Ce nouvel outil aura permis de mesurer l’exposition des plus jeunes à la crise climatique : plus d’un tiers des enfants dans le monde est par exemple fortement exposé à des vagues de chaleur ; plus d’un tiers au manque d’eau. Deux phénomènes qui ne manqueront pas de s’étendre à mesure que le réchauffement s’intensifie.
«45 millions d’enfants se trouvent aujourd’hui en situation d’émaciation sévère, c’est-à-dire qu’ils ne peuvent plus ingérer de nourriture tellement ils sont malnutris, souligne Mathilde Lecluse. C’est le cas dans la Corne de l’Afrique, particulièrement en Somalie et en Éthiopie, où des sécheresses successives sont directement imputables au dérèglement climatique».

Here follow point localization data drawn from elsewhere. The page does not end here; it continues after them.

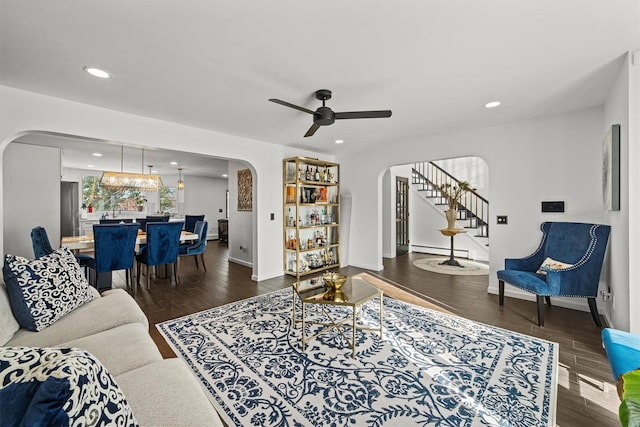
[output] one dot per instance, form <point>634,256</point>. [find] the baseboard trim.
<point>241,262</point>
<point>572,303</point>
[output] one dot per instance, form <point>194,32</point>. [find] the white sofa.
<point>160,392</point>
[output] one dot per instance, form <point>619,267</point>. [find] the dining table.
<point>86,242</point>
<point>78,243</point>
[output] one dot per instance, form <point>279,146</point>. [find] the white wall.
<point>23,112</point>
<point>633,183</point>
<point>550,158</point>
<point>31,196</point>
<point>203,195</point>
<point>622,304</point>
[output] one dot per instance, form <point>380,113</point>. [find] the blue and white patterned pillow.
<point>41,291</point>
<point>59,386</point>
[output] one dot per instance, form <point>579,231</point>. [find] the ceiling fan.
<point>325,116</point>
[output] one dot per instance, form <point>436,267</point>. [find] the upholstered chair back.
<point>190,222</point>
<point>580,244</point>
<point>163,240</point>
<point>114,246</point>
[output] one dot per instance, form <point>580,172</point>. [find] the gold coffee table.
<point>354,293</point>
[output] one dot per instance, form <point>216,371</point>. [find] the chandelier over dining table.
<point>130,181</point>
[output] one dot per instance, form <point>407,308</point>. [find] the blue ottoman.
<point>623,351</point>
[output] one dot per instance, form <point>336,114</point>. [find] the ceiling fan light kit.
<point>325,116</point>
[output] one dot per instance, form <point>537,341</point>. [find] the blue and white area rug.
<point>430,368</point>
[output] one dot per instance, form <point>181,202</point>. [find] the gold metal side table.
<point>354,293</point>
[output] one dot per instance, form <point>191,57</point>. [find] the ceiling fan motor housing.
<point>324,116</point>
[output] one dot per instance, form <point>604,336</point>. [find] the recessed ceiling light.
<point>97,72</point>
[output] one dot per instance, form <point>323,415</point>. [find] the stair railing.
<point>429,177</point>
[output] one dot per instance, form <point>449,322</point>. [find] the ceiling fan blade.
<point>314,127</point>
<point>363,114</point>
<point>286,104</point>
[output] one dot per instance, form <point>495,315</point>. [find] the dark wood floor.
<point>586,392</point>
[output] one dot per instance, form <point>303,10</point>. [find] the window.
<point>168,200</point>
<point>109,199</point>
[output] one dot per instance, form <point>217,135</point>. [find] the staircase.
<point>473,211</point>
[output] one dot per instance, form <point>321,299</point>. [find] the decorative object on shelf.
<point>245,190</point>
<point>311,211</point>
<point>453,194</point>
<point>180,185</point>
<point>130,181</point>
<point>611,169</point>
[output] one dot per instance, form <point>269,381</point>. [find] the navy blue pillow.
<point>35,403</point>
<point>43,290</point>
<point>58,386</point>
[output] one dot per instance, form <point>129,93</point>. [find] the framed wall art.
<point>611,169</point>
<point>245,190</point>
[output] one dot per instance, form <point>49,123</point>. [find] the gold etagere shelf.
<point>311,215</point>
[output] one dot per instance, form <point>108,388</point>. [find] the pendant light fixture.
<point>130,181</point>
<point>180,180</point>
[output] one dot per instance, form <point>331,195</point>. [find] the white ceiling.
<point>214,64</point>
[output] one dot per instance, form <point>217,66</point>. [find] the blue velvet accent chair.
<point>42,246</point>
<point>163,241</point>
<point>115,247</point>
<point>190,222</point>
<point>580,246</point>
<point>199,246</point>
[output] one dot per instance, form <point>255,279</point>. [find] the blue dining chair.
<point>190,222</point>
<point>163,240</point>
<point>115,246</point>
<point>42,246</point>
<point>199,246</point>
<point>567,263</point>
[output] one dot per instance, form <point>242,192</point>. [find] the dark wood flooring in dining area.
<point>586,394</point>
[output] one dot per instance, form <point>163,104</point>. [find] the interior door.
<point>402,215</point>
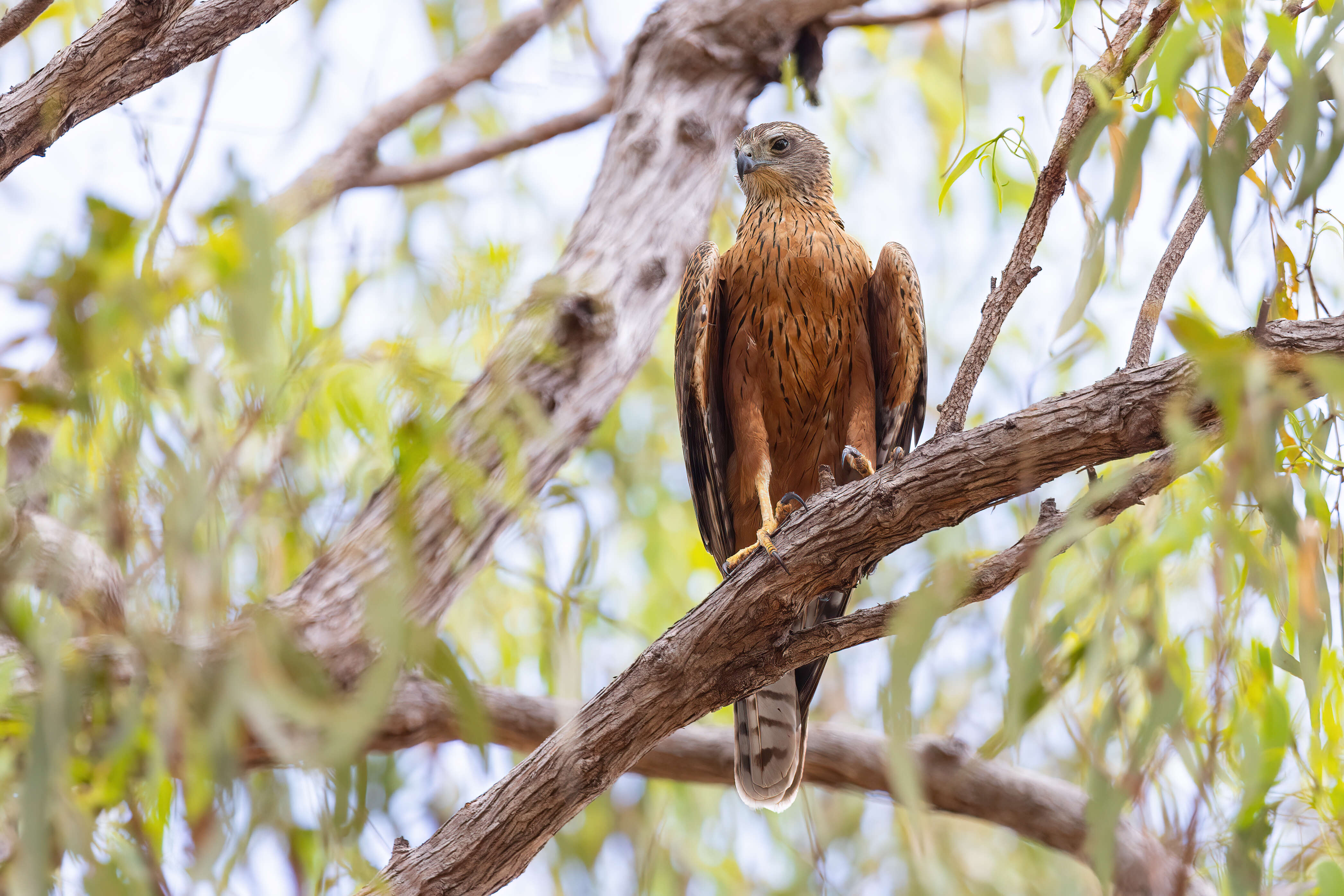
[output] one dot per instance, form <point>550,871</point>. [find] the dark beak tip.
<point>745,166</point>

La menace de ne pas naître
Ces risques concernent tout autant les femmes enceintes, comme le montre un rapport d’octobre 2023 du Fonds de l’ONU pour la population (FNUAP). Celui-ci a analysé les plans climatiques d’une centaine de pays signataires de l’Accord de Paris: seuls 38 d’entre eux sur 119 prennent en compte les droits en matière de santé sexuelle et reproductive.
Pour Angela Baschieri, chercheuse co-autrice de ce rapport, «les conséquences du réchauffement sur les femmes et les jeunes filles sont dévastatrices avec une augmentation du risque de mortinatalité et une insécurité alimentaire qui impacte la santé de la mère et du nouveau-né. Il y a aussi tous les déplacements liés aux situations climatiques, qui les rendent vulnérables, car les services de planification familiale, d’accouchement en toute sécurité et de protection contre les violences sexistes peuvent être perturbés».
De nouvelles données du FNUAP rendues publiques fin novembre montrent que sur les 14 pays les plus vulnérables au changement climatique (Somalie, Sud-Soudan, Yémen, Afghanistan, Tchad, République centrafricaine, République démocratique du Congo, Niger, Mozambique, Syrie, Mali, Éthiopie, Nigeria et Irak), 6 figurent parmi les 10 pays présentant les taux de mortalité maternelle les plus élevés, 5 font partie des 10 pays où le taux de natalité chez les adolescentes est le plus élevé ; et 7 font partie des 10 pays ayant les taux de mariage d’enfants les plus élevés.
«Faire face à la crise climatique, c’est d’abord lutter contre les inégalités et discriminations dont souffrent les femmes et les filles, souligne Angela Baschieri. Cela passe par une évolution de toutes ces normes sociales et sexuelles discriminatoires qui les dévalorisent.»